答えがでるかでないかのあたりで、太陽を遮り何かが桟橋に舞い降りたオレンジ頭の旅禍。
……一護。
相変わらずタイミングの悪すぎる登場に、頭を抱えるよ。
いくら浮竹隊長と初対面だからって、白哉と浮竹隊長、隊長が2人もいるこの狭い空間に現れるなんて、あいつは死ににでもきたのか?
それとも、やっぱりただのバカなのか?
火花が散るほどに刀をぶつからせる、戦う黒崎と白哉を静かに見つめた。
このまま少しやらせとくべきか、はたまた今すぐにでも止めて、黒崎を引きずってでも連れて帰るか。
そう考えを巡らせているときだった。
「散れ。」
白哉が始解させようと名を呼ぶ。
斬魄刀が解放される直前。まるで疾風のように忽然と白哉と一護の間に姿を現した。
夜一さん。
夜一さんは、白哉の始解を包帯で止めると、私の存在に気がついているのか、こちらを見上げにやりと笑った後すぐさま白哉に視線を戻した。
誰もがその姿に目を丸くした。
「貴様は…」
「久しぶりじゃのぉ、白哉坊」
「四楓院夜一か。
先代隠密機動総司令官及び、同第一分隊刑軍総括軍団長、四楓院夜一。
久しく見ぬ顔だ。行方をくらませて100余年、生きていたとは。」
白哉が夜一さんとにらみ合い、警戒している中で、一護と言葉を交わす。その瞬間、夜一さんは一護の腹を一突きした。
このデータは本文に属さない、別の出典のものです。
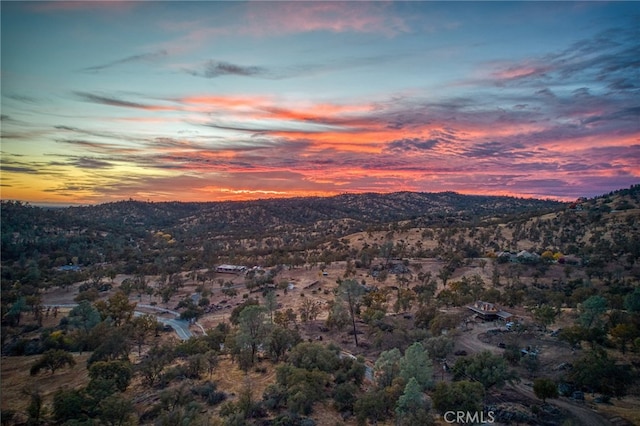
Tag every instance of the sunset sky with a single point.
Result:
(210, 101)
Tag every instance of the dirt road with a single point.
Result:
(470, 342)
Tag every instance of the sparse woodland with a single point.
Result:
(353, 311)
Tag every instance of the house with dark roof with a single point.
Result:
(489, 311)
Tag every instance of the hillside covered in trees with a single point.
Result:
(349, 310)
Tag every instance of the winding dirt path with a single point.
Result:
(470, 342)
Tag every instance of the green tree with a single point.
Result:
(141, 328)
(597, 371)
(545, 388)
(387, 367)
(281, 340)
(271, 303)
(117, 307)
(488, 369)
(591, 311)
(315, 356)
(117, 372)
(116, 410)
(252, 330)
(350, 292)
(632, 301)
(52, 360)
(439, 347)
(84, 316)
(35, 408)
(416, 364)
(115, 345)
(157, 358)
(70, 404)
(623, 334)
(458, 396)
(413, 407)
(545, 315)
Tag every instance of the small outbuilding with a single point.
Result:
(489, 311)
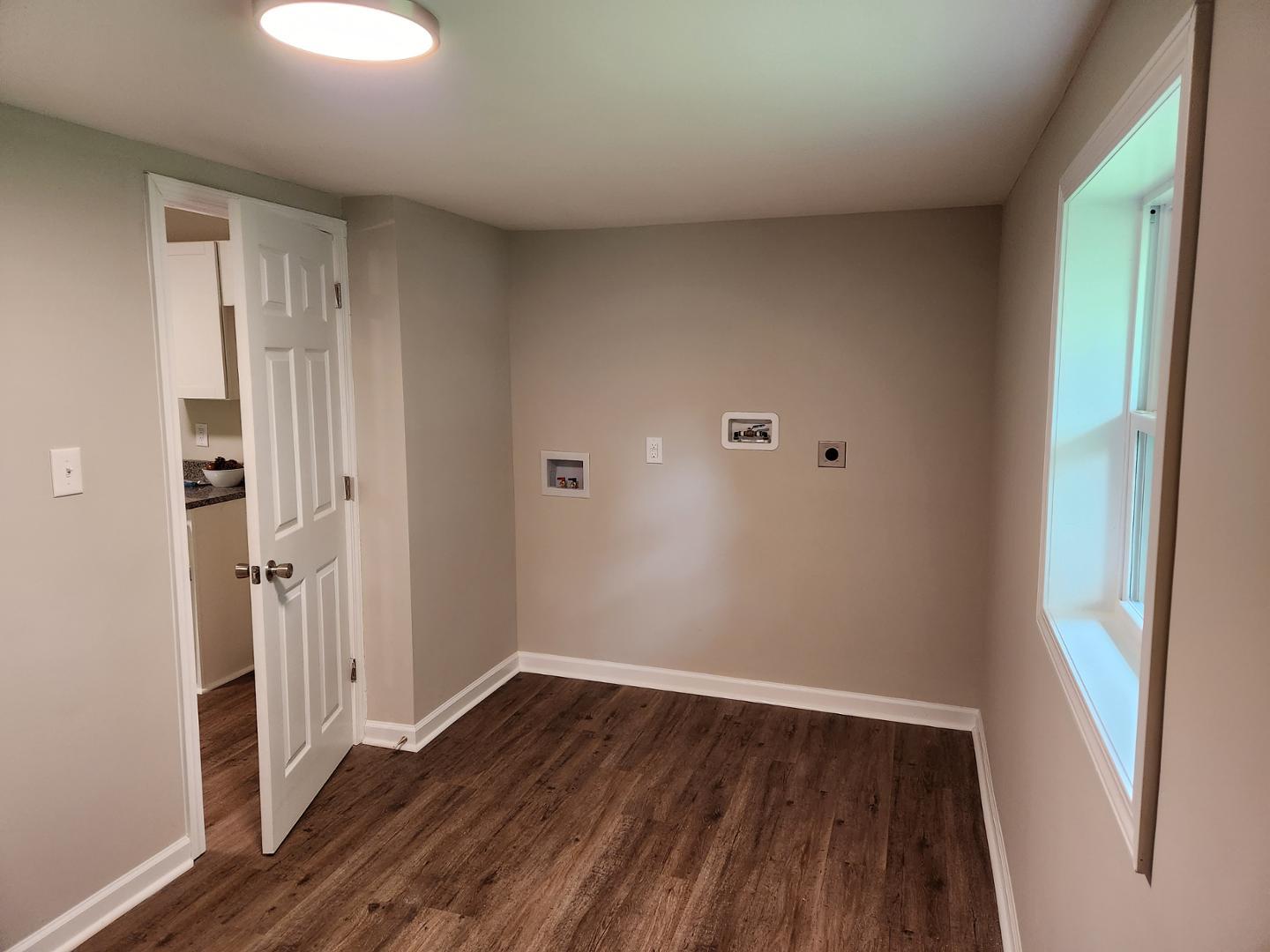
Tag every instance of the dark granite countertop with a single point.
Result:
(211, 495)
瞬く間に一護の表情は厳しくなり、そのまま崩れるように倒れると、夜一さんの肩に担がれた。
それからの攻防は、目にも止まらぬ早さで過ぎ去り、夜一さんは白哉の瞬歩を見切ると、棟の屋根に降り立った。
そして一護を担いだまま姿を消した。
数秒後には、すでに霊圧さえも負えなくなっていた。
夜一さんが去り白哉が、去った後。
目の前にいた2人が、浮竹隊長に呼ばれしたに飛び降りていった。
誰もいなくなった空間に足を進め、そっと身を屈めた。
下では、なにやらごちゃごちゃと話しているようだが、そんなことは別にどうでもいい。
ルキアは、ルキアは無事なのか。
桟橋の手すりに手を突き苦しそうな表情を浮かべている彼女を見たら、心がギシギシ言い始める。
この憎しみに似た黒い気持ちは、いったい誰に向けられたものなのだろうか…。
「誰だ!出てこい!」
その言葉にハッとした。
いくら考え事をしていたからと言って、まさか浮竹隊長に悟られるとは。
はぁ。と小さくため息を付き、屋根の端に足をかけると、そのまま桟橋へ飛び降りた。